Final Rulemaking on Simplification of Deposit Insurance Rules for Trust and Mortgage Servicing Accounts
Summary:
The Federal Deposit Insurance Corporation (FDIC) has published a final rule to amend the deposit insurance regulations for trust accounts and mortgage servicing accounts. The changes are intended to make the deposit insurance rules easier to understand for depositors and bankers, facilitate more timely insurance determinations for trust accounts in the event of a bank failure, and enhance consistency of insurance coverage for mortgage servicing account deposits. The final rule will take effect on April 1, 2024, providing depositors and insured depository institutions more than two years to prepare for the changes in coverage.

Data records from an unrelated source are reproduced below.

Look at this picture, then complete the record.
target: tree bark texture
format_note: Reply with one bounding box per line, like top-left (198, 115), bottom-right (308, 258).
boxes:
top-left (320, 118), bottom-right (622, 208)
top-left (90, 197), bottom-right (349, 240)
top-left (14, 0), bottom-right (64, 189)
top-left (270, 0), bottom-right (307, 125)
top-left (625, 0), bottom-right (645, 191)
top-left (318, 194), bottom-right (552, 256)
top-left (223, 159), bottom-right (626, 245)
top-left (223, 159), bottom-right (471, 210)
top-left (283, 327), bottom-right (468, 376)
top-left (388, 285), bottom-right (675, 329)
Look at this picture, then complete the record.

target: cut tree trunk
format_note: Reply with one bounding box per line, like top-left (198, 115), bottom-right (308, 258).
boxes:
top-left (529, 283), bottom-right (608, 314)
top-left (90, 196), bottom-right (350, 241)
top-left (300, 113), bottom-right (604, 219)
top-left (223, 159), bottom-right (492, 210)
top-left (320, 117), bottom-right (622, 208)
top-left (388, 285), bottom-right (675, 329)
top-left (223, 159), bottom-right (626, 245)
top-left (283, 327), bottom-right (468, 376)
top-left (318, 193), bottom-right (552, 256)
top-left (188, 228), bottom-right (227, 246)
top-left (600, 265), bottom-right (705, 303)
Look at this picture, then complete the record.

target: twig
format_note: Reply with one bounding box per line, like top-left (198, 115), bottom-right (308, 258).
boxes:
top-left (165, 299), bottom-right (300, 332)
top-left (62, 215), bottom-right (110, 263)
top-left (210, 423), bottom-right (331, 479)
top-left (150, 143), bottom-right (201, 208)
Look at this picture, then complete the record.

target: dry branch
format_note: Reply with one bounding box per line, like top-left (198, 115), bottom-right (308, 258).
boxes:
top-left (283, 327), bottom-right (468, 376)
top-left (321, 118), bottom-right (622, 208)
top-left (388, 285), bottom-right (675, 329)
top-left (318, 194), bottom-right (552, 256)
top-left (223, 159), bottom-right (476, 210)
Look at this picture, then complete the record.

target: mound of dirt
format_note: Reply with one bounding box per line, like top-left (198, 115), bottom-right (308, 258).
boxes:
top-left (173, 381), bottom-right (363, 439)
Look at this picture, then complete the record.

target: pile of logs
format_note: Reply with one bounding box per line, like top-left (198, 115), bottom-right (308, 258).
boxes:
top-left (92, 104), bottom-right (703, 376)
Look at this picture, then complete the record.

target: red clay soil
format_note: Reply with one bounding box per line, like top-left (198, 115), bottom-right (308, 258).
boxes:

The final rule and a Fact Sheet can be found on the FDIC's website.
Statement of Applicability: The contents of, and material referenced in, this FIL apply to all FDIC-insured financial institutions.
Highlights:
- The revocable and irrevocable trust deposit insurance categories will be merged into a new “trust accounts” category.
- The final rule establishes a simple, consistent formula for calculating deposit insurance coverage for all revocable and irrevocable trust accounts.
- Under the final rule, a deposit owner’s trust deposits will be insured in an amount up to $250,000 per beneficiary, not to exceed five beneficiaries, regardless of whether a trust is revocable or irrevocable, and regardless of contingencies or the allocation of funds among the beneficiaries.
- The final rule provides a maximum amount of deposit insurance coverage of $1,250,000 per owner, per insured depository institution for trust deposits.
- The final rule is intended to facilitate more timely deposit insurance determinations for trust accounts in the event of a bank failure by streamlining the detailed, time-consuming review of trust agreements that is often required under the current, complicated trust rules.
- Additionally, mortgage servicers’ advances of principal and interest funds on behalf of mortgagors in a mortgage servicing account would be insured up to $250,000 per mortgagor, consistent with the coverage for payments of principal and interest collected directly from mortgagors.